Insurance Claim Visualizations
Utilizing a dataset of auto insurance claims from Kaggle, I was able to visualize insights using Python libraries pandas, matplotlib and seaborn. Analysis was done using JupyterLab.
Step 1: Importing, Cleaning,
Using pandas to bring the dataset into JupyterLabs and prepare it for analysis.

I started by taking down some general analysis before these visualizations. Things like the mean, standard deviation, min and max of each column. I wanted to understand the claims data at a high level before letting my curiosity lead me to the visualizations above.
There was one column that had "months with carrier", meaning how long an insured has had insurance with this company. It seemed to have a very high max, and a large standard deviation, so I removed over 2x the standard deviation to get the mean "months with carrier" of 191 (15 years). Many insurance carriers have a typical policy lifecycle of 7 years so this is a really good average even without the outliers.
​
The mean age of a policy holder is 38, min is 19, max is 64. This is a favorable spread of ages.Typically you'd want your age groups to be over 18 and under 70.
Mean premium is $1,257 and the mean amount of vehicles involved in the claim (remember this is claims data) is just 1.8.
​
​
​

Step 2: Visualizations
Using pandas, Matplotlib and Seaborn.
My first visualizations were a way at analyzing demographics. I wanted to know if sex, education, occupation or relationship status would indicate higher or lower losses. Unsurprisingly, there were no trends here. Everyone was within one standard deviation of each other.

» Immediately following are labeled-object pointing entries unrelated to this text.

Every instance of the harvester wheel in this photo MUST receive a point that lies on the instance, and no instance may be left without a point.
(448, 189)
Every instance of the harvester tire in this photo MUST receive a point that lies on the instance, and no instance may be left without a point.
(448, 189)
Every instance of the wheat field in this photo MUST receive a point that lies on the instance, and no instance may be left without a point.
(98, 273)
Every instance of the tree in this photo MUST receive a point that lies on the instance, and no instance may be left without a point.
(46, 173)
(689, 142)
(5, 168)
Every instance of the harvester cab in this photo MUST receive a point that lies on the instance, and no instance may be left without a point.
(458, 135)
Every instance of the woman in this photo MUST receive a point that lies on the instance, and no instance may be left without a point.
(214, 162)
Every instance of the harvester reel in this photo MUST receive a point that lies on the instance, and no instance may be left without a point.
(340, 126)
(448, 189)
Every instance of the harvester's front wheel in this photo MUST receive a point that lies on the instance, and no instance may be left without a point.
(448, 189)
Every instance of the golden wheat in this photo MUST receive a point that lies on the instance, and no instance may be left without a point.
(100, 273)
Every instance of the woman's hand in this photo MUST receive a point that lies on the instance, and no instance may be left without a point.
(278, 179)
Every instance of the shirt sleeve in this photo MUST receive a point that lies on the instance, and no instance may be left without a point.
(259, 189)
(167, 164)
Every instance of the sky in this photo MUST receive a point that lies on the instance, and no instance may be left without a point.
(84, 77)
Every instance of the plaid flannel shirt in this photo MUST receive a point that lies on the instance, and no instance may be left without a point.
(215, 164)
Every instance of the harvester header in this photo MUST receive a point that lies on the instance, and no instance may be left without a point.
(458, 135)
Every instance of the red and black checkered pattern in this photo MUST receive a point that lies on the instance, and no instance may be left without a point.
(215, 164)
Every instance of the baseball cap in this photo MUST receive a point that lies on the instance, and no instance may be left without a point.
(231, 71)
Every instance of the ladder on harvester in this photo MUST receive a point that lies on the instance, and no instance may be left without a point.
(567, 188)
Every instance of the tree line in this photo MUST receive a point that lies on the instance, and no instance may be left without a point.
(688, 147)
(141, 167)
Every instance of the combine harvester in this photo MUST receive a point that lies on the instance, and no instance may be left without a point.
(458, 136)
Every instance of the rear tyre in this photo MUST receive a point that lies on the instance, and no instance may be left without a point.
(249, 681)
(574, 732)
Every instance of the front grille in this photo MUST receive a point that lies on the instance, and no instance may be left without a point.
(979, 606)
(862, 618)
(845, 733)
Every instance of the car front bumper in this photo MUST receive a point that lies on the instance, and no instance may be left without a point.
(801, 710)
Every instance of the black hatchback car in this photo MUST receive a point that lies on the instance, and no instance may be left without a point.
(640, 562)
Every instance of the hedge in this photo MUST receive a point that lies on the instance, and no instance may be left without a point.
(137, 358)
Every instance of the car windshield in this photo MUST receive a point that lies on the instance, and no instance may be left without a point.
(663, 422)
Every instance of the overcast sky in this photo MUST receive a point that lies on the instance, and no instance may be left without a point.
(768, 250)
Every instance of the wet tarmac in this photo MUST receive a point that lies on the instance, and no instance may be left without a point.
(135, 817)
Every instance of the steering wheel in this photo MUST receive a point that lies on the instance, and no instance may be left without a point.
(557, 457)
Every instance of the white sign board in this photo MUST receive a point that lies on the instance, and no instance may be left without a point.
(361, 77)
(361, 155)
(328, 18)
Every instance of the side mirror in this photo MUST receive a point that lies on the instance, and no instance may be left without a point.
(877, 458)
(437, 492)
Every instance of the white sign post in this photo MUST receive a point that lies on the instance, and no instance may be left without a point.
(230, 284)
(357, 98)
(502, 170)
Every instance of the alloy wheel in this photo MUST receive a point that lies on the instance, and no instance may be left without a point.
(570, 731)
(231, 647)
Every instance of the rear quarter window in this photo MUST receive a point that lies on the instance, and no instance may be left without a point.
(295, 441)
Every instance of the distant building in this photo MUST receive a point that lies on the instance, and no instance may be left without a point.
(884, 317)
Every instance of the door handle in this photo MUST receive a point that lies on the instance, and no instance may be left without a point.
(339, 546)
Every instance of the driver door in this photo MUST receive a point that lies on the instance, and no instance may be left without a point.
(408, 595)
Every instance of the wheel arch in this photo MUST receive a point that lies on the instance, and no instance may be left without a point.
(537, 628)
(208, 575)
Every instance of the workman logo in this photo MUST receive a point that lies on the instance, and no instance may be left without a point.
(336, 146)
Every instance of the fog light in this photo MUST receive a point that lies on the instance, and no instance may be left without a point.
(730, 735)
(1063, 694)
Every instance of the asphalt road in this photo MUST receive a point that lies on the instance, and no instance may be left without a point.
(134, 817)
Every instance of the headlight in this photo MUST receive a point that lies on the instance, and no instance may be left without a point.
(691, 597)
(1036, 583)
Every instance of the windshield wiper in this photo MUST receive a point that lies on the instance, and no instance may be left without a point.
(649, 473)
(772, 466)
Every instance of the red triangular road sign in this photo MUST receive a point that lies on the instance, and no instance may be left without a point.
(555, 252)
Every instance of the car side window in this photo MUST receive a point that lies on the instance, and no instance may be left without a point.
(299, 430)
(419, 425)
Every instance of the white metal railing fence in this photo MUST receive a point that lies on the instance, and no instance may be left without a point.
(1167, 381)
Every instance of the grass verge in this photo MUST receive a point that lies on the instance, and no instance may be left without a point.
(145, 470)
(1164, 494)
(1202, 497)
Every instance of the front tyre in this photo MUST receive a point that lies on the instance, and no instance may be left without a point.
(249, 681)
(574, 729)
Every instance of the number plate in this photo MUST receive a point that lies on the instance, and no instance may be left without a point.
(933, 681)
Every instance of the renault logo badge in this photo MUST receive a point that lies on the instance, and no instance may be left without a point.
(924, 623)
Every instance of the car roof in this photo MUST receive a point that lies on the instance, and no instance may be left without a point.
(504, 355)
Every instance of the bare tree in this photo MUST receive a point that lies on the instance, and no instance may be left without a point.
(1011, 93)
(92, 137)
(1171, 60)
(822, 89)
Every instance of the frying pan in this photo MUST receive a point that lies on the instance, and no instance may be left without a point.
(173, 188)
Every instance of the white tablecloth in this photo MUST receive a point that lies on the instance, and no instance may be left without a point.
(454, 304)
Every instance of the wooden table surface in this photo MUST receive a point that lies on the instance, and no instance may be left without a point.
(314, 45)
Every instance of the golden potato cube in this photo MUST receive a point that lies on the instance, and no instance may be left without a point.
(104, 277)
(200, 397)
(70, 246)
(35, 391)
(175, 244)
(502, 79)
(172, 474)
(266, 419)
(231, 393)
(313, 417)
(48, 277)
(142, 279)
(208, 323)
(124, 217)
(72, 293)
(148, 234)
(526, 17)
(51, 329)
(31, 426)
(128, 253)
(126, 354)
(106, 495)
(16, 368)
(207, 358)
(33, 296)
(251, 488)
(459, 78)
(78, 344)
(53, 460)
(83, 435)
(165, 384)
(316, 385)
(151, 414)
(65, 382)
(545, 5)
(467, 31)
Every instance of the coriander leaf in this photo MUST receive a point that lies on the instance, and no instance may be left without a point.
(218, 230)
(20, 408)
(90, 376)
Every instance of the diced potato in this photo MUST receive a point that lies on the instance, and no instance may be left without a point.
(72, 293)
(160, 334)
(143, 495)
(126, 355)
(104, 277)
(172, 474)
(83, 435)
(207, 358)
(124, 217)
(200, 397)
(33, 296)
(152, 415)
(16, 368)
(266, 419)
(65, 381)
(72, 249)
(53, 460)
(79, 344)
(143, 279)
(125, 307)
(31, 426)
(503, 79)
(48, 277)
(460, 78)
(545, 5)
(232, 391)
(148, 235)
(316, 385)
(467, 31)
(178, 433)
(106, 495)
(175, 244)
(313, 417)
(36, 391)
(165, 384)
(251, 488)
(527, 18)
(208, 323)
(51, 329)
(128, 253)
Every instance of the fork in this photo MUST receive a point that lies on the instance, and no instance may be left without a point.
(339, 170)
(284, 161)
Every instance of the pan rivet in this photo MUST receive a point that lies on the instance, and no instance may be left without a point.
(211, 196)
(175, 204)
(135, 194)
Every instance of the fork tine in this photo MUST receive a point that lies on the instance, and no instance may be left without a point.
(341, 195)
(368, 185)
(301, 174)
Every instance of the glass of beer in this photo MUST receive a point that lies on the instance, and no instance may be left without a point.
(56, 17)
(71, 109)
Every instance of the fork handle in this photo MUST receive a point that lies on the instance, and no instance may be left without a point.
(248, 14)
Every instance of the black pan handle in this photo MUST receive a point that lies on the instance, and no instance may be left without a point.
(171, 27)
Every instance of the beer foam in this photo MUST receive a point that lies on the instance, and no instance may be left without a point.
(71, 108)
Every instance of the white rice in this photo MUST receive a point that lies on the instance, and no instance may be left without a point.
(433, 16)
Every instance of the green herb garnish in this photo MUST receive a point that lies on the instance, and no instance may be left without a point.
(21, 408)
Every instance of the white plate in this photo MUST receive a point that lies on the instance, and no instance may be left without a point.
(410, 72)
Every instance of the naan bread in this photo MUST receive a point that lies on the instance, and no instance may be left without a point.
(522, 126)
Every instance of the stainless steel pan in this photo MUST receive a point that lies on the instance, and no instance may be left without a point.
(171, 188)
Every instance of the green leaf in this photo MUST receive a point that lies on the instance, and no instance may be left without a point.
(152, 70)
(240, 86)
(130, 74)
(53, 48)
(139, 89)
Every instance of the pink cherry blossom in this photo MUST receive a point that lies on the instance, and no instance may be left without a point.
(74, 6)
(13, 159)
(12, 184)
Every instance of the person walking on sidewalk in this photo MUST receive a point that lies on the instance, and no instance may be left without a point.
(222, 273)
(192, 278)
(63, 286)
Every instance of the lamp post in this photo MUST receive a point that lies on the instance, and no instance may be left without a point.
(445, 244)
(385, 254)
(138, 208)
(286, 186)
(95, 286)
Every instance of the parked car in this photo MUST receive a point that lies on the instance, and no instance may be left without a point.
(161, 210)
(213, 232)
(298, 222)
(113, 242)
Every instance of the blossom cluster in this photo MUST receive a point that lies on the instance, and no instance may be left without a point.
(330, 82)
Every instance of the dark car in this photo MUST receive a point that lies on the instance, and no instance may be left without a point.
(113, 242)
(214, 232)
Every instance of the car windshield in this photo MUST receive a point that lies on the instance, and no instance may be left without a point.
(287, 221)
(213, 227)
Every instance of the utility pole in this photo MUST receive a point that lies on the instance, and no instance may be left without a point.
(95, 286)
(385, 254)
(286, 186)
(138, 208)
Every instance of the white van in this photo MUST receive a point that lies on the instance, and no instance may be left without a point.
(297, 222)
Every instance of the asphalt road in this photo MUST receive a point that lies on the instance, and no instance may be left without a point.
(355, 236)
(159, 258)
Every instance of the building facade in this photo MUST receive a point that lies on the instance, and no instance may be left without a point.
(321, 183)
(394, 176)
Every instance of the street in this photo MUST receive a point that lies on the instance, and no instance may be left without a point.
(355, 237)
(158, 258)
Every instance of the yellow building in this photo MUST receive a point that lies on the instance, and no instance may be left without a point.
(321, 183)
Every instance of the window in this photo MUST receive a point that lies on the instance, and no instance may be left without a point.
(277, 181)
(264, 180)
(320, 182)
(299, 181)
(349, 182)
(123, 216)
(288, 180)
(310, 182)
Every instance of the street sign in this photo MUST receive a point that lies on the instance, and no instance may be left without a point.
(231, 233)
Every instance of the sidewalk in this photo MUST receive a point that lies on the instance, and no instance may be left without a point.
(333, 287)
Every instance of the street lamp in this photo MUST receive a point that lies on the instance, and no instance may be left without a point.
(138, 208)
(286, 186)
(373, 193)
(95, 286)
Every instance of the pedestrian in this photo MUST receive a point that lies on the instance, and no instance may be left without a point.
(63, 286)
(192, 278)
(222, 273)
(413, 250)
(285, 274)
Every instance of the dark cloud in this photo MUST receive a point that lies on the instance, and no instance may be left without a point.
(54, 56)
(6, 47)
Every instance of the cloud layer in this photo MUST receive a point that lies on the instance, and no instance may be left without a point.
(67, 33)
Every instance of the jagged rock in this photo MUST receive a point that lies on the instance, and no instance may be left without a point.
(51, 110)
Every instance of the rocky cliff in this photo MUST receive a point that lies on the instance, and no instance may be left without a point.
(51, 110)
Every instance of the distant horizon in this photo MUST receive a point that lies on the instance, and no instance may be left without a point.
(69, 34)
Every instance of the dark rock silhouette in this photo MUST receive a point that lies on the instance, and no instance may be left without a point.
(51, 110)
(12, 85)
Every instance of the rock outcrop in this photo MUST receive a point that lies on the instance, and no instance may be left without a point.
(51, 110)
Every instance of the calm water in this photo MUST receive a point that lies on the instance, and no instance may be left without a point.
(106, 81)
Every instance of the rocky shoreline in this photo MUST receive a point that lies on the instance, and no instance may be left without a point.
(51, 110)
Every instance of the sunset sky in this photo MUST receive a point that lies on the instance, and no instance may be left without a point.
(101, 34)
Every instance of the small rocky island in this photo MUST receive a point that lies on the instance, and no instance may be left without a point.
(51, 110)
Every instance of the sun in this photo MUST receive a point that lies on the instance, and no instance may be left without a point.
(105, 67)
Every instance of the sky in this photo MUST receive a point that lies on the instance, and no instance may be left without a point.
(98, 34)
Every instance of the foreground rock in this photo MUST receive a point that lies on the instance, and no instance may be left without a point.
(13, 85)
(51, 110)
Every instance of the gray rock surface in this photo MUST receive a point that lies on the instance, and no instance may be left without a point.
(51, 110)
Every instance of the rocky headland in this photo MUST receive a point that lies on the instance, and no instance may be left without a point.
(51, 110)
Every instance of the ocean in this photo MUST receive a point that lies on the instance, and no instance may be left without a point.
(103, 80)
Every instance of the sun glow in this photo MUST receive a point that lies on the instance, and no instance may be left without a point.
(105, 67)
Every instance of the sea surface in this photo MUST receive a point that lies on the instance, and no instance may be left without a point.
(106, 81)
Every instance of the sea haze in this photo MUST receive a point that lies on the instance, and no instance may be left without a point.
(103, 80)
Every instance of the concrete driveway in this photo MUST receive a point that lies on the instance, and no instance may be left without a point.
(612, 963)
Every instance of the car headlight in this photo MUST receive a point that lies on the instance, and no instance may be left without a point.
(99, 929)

Then I threw down a heat map in order to get a snapshot of numeric correlation. Months as customer and age were closely correlated, which doesn't require much explanation. The separate claim categories were correlated, because if you have an injury, it's likely that there is also property damage. There was also a slight correlation between loss amount and the time of day that the accident occurred. As well as the amount of vehicles involved and the total loss amount. I was surprised that there wasn't more of a relationship between the hour of day, vehicles involved or even age and total losses.

The months with carrier was converted by years for my histograms. They show a loyal customer base between 10-25 years. With an average age range between 30-45. Meaning most of the customers started with them in their early 20s and never left.

A scatter plot was used as another way to show the correlation (or lack thereof) between age, # of vehicles involved, months as customer and total loss. This helped confirm what the heat map outlined for us.

I used three line graphs in this project. One showing losses over time, which had a spike in February.

The next graph showed the difference between property and Injury claims over time. This told me that Injury claims were slightly higher than property claims and are trending slightly higher as well.

Vehicle claims followed a similar trend, but they bottom out around $37,000 whereas the Injury and Property claims average about $8,000. Telling us that damage to the vehicle itself presents the largest payout for this insurance carrier.

This box plot visualizes the distribution of claim pay outs, based on the number of witnesses at the scene of the accident. The graph shows minor differences but still confirm what our heat map told us already. That witnesses have no significant correlation to claim payouts.

The strip plot showed us that single vehicle losses were slightly more costly than multi-vehicle collisions. Which can make sense as there are other parties at fault and other laws like PIP that can protect the insurance carrier from paying out for damage to other vehicles or injuries to others.

A joint plot was used to get granular on the time of day. It looks like accidents tend to happen in the late night/early morning.

Finally, you can see the claim count by state, as well as the total dollars paid out per state.


The most interesting find from my analysis didn't have to do with numeric correlations, but with the actual states that the losses occurred in.
All of these policies have garaging locations within the same three states. Yet most of the accidents occur outside of those states. What the final bar graphs don't show is that there hasn't been one loss in Illinois all year. Even though 1/3 of the policies are IL policies. This information is a flag for a deep -analysis because it could mean you have insurance fraud on your hands.